Bei seinem neuen Solo-Programm werden Effekte und Gestaltungsmittel erneut eine zentrale Funktion haben. „Ich denke immer darüber nach: ,Wie kann ich Electronics einsetzen?’“, berichtet der Künstler. Das ist bis heute eine nicht unbedingt alltägliche Perspektive, wenn es ums Akkordeon spielen geht. Zu weiten Teilen steht dann doch, unbesehen des Genres, die akustische Komponente im Vordergrund. „Die Menschen denken an das Akkordeon nicht als elektronisches Instrument“, sagt Pohjonen. Geht es nach ihm, wird er mehr als bisher dazu beitragen, dass sich daran etwas ändert. „Es ist es ein super cooles elektronisches Instrument“, ist er überzeugt. Dass bisher nicht sehr viele Musiker Ähnliches probieren wie er, hat seiner Meinung nach vor allem mit dem Aufwand zu tun. Ein Akkordeon kaufen ist einfach. Die zusätzliche Sonderausstattung muss dagegen zum einen organisiert, zum anderen probiert und individuell angepasst werden. Das erfordert Experimentierfreude und Geduld, bis das gewünschte Ergebnis erreicht ist.
Spaß am Ausprobieren hatte Pohjonen schon immer. In jüngeren Jahren hat er eine ganze Menge Instrumente gespielt, bevor er sich irgendwann vor allem aufs Akkordeon konzentrierte. Kantele war dabei, Violine, Harmonika, Bandoneon, und andere. „In einer Band spielte ich dreizehn verschiedene Instrumente, das war in meiner Folk-Zeit“, erinnert er sich. Erst als die intensive Auseinandersetzung mit dem Akkordeon und der Stimme immer mehr Aufmerksamkeit erforderte, gerieten die anderen Musikinstrumente in den Hintergrund.
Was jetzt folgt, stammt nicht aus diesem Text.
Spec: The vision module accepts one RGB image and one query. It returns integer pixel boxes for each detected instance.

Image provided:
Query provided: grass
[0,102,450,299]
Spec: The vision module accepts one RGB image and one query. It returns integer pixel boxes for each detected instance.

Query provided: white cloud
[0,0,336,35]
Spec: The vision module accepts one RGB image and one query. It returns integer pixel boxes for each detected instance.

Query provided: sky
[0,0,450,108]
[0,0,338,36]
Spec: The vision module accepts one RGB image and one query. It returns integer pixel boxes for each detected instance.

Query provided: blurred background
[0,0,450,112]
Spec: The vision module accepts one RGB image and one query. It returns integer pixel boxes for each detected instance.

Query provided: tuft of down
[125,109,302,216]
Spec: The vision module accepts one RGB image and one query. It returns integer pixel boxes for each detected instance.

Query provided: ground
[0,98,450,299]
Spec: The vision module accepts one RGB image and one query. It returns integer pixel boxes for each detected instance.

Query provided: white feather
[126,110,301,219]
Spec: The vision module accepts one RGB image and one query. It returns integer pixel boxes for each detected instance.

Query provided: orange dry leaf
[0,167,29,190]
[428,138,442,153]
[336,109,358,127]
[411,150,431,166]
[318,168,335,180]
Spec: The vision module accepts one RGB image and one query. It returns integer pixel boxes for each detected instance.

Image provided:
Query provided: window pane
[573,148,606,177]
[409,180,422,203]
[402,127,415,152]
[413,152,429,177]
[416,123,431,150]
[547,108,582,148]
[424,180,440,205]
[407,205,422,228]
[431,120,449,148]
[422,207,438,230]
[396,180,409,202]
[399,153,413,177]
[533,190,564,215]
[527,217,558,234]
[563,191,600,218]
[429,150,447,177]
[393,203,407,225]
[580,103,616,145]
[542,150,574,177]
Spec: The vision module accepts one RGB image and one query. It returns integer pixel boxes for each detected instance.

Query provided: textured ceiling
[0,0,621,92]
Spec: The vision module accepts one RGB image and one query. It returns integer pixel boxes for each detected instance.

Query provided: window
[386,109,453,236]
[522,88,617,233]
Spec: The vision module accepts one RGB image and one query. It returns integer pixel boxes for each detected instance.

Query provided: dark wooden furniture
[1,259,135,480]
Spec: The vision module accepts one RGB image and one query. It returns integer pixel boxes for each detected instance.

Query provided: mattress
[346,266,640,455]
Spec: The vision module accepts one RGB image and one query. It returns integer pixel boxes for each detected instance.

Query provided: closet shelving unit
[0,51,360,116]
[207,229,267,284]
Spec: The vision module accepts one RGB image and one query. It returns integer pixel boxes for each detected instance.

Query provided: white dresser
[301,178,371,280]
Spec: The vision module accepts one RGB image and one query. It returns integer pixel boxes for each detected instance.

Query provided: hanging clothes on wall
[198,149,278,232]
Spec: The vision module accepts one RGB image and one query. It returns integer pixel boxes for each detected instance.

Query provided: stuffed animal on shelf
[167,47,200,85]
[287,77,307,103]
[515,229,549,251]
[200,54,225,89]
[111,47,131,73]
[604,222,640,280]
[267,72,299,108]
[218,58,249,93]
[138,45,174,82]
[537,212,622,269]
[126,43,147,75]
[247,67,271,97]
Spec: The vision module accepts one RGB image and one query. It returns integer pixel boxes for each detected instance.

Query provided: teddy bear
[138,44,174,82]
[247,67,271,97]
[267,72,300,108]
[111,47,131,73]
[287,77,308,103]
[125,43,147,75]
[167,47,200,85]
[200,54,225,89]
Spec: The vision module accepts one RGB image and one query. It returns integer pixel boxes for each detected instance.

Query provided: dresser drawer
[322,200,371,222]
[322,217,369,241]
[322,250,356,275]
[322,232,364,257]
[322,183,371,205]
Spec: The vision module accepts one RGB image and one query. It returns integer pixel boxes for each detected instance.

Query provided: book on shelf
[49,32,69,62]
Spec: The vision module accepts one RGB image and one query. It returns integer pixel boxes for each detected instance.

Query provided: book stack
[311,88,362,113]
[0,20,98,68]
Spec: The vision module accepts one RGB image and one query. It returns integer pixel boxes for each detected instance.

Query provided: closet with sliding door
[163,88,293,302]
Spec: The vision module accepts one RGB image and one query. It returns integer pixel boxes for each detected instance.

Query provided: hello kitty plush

Sie stehen alle bis heute an Pohjonens Arbeitsort in Helsinki, ab und zu spielt er eines, mehr zum Spaß.

Verschiedene Klangwelten

Von den vielen Ensembles, die der Finne gründete, bestehen einige bis heute fort. Noch relativ neu ist dabei das Trio mit Ismo Alanko und Tuomas Norvio. Mit dem widmete er seiner Wahlheimat Helsinki zuletzt das Themen-Album „Northern Lowland“. Die drei nutzten diese Kooperation ebenfalls, um Neues auszuprobieren. Pohjonen ließ dabei, untypisch für ihn, sogar das Akkordeon stehen. Er konzentrierte sich ganz aufs gesangliche Improvisieren. Alanko, der in seiner Heimat als Rocksänger einige Bekanntheit erreicht hat, verzichtete zumindest teilweise auf Lyrics. Er setzte seine Stimme statt dessen seinerseits als Improvisationsinstrument ein. „Wir probierten an meinem Arbeitsort lange vokale Improvisationen aus, erkundeten Sounds und verglichen sie“, berichtet Pohjonen. Nicht zuletzt nahmen die drei Gelegenheit wahr, für ein motivisch passendes Musikvideo nachts auf beleuchteten Mini-Bühnen durchs menschenleere, verschneite Helsinki zu brausen. Nächstes Jahr wollen sie ihr nächstes Album herausbringen. Bei dem soll das Akkordeon mit dabei sein. Der Akkordeonist komponiert für seine Ensembles viel selbst. Etwas komplett auszunotieren widerstrebt allerdings seinem Ansatz. „Ich möchte keine Musik fürs Notenblatt schreiben“, sagt er dazu. So entsteht ein Großteil der Musik im Moment, und dieselben Stücke können immer wieder anders klingen. Das erlebt der Finne immer auch als das Ergebnis einer Interaktion mit der Umgebung, menschlich wie räumlich. „Wenn ich ein Solokonzert in einer Kirche spiele, ist das gleiche Repertoire auf eine Art völlig anders, als wenn ich es vor zweitausend Leuten spiele, die auf einem Rockfestival herumhüpfen“, so sein Fazit. Erst wenige Tage zuvor hat er in Beirut die erste Variante erlebt, und die positive Resonanz der dortigen Zuhörer. Es war seine erste Tournee in den Libanon. Das gibt es trotz seiner internationalen Tourneen in viele Ecken Asiens, Amerikas und Europas, dass neue Länder dazukommen.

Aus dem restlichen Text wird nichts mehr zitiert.